Zhang Zongmeng, Han Xianjing, Song Xuemeng, Yan Yan, Nie Liqiang
IEEE Trans Image Process. 2021;30:8265-8277. doi: 10.1109/TIP.2021.3113791. Epub 2021 Sep 30.
This paper focuses on tackling the problem of temporal language localization in videos, which aims to identify the start and end points of a moment described by a natural language sentence in an untrimmed video. However, it is non-trivial since it requires not only the comprehensive understanding of the video and sentence query, but also the accurate semantic correspondence capture between them. Existing efforts are mainly centered on exploring the sequential relation among video clips and query words to reason the video and sentence query, neglecting the other intra-modal relations (e.g., semantic similarity among video clips and syntactic dependency among the query words). Towards this end, in this work, we propose a Multi-modal Interaction Graph Convolutional Network (MIGCN), which jointly explores the complex intra-modal relations and inter-modal interactions residing in the video and sentence query to facilitate the understanding and semantic correspondence capture of the video and sentence query. In addition, we devise an adaptive context-aware localization method, where the context information is taken into the candidate moments and the multi-scale fully connected layers are designed to rank and adjust the boundary of the generated coarse candidate moments with different lengths. Extensive experiments on Charades-STA and ActivityNet datasets demonstrate the promising performance and superior efficiency of our model.

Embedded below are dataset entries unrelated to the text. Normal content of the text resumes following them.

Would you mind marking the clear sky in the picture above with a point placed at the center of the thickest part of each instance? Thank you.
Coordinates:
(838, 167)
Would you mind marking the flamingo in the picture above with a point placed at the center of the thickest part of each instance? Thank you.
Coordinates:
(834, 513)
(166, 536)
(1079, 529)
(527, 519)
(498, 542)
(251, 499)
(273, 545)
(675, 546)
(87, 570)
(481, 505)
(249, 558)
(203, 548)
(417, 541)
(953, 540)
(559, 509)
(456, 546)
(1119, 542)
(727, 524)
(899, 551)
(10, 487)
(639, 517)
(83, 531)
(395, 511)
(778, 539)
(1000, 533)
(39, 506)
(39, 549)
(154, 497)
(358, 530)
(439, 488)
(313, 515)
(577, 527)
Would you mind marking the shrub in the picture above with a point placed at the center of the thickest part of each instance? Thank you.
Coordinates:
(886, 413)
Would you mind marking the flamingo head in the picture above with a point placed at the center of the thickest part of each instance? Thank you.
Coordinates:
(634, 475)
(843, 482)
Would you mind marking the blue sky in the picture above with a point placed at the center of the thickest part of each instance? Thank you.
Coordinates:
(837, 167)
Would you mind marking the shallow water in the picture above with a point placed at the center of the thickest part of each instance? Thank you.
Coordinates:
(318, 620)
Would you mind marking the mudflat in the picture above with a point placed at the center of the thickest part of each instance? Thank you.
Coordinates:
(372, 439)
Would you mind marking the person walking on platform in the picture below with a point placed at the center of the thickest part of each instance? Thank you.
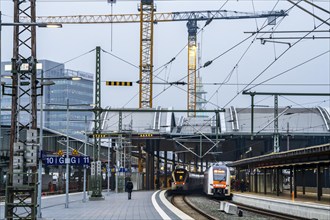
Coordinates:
(129, 188)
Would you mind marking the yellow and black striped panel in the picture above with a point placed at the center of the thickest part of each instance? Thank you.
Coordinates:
(118, 83)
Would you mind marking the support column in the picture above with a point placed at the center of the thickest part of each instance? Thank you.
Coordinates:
(165, 168)
(290, 180)
(250, 185)
(303, 180)
(295, 182)
(265, 181)
(256, 181)
(152, 166)
(173, 161)
(147, 165)
(158, 167)
(318, 182)
(277, 181)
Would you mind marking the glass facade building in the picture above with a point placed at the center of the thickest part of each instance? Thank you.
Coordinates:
(79, 94)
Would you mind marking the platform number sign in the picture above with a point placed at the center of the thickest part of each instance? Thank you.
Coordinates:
(73, 160)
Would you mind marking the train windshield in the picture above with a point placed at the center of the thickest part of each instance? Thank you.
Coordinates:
(219, 174)
(179, 175)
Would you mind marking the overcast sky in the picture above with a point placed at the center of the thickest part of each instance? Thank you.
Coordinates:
(305, 63)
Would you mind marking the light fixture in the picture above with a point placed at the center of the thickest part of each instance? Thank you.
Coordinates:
(75, 78)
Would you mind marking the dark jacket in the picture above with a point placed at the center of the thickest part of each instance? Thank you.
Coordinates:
(129, 186)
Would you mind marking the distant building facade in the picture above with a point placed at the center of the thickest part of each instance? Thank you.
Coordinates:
(79, 94)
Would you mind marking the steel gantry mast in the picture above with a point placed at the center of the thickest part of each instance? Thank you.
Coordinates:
(147, 17)
(146, 52)
(21, 190)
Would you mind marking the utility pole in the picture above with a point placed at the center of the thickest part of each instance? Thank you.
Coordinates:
(96, 164)
(22, 176)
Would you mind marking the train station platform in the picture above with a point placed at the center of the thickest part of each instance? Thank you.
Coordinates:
(143, 205)
(304, 206)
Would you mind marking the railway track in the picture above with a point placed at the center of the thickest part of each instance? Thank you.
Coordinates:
(181, 203)
(266, 212)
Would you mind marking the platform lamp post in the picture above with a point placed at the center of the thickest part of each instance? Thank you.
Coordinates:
(108, 170)
(85, 145)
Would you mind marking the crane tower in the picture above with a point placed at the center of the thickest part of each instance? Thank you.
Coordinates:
(147, 17)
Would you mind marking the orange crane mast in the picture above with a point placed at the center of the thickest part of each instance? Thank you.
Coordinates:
(147, 18)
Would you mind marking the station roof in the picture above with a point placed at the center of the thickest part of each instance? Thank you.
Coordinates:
(304, 121)
(308, 156)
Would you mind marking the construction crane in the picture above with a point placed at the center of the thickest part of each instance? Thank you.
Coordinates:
(147, 18)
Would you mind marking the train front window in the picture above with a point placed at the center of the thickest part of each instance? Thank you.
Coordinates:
(219, 174)
(179, 176)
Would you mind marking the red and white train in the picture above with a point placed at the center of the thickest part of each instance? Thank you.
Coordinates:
(217, 181)
(185, 181)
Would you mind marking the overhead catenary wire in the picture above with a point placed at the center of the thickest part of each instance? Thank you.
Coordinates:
(294, 67)
(281, 55)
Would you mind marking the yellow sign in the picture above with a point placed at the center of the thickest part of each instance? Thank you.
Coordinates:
(116, 83)
(100, 135)
(146, 135)
(60, 153)
(75, 152)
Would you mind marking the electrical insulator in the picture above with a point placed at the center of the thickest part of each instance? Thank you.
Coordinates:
(93, 168)
(98, 167)
(31, 155)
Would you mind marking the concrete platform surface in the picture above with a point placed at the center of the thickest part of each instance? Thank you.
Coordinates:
(143, 205)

本文聚焦于解决视频中的时间语言定位问题,该问题旨在识别未剪辑视频中自然语言句子所描述时刻的起始和结束点。然而,这并非易事,因为它不仅需要对视频和句子查询有全面的理解,还需要准确捕捉它们之间的语义对应关系。现有工作主要集中在探索视频片段和查询词之间的顺序关系以推理视频和句子查询,而忽略了其他模态内关系(例如视频片段之间的语义相似性和查询词之间的句法依存关系)。为此,在这项工作中,我们提出了一种多模态交互图卷积网络(MIGCN),它联合探索视频和句子查询中存在的复杂模态内关系和模态间交互,以促进对视频和句子查询的理解以及语义对应关系的捕捉。此外,我们设计了一种自适应上下文感知定位方法,其中将上下文信息纳入候选时刻,并设计多尺度全连接层来对不同长度的生成的粗略候选时刻的边界进行排序和调整。在Charades-STA和ActivityNet数据集上进行的大量实验证明了我们模型的良好性能和卓越效率。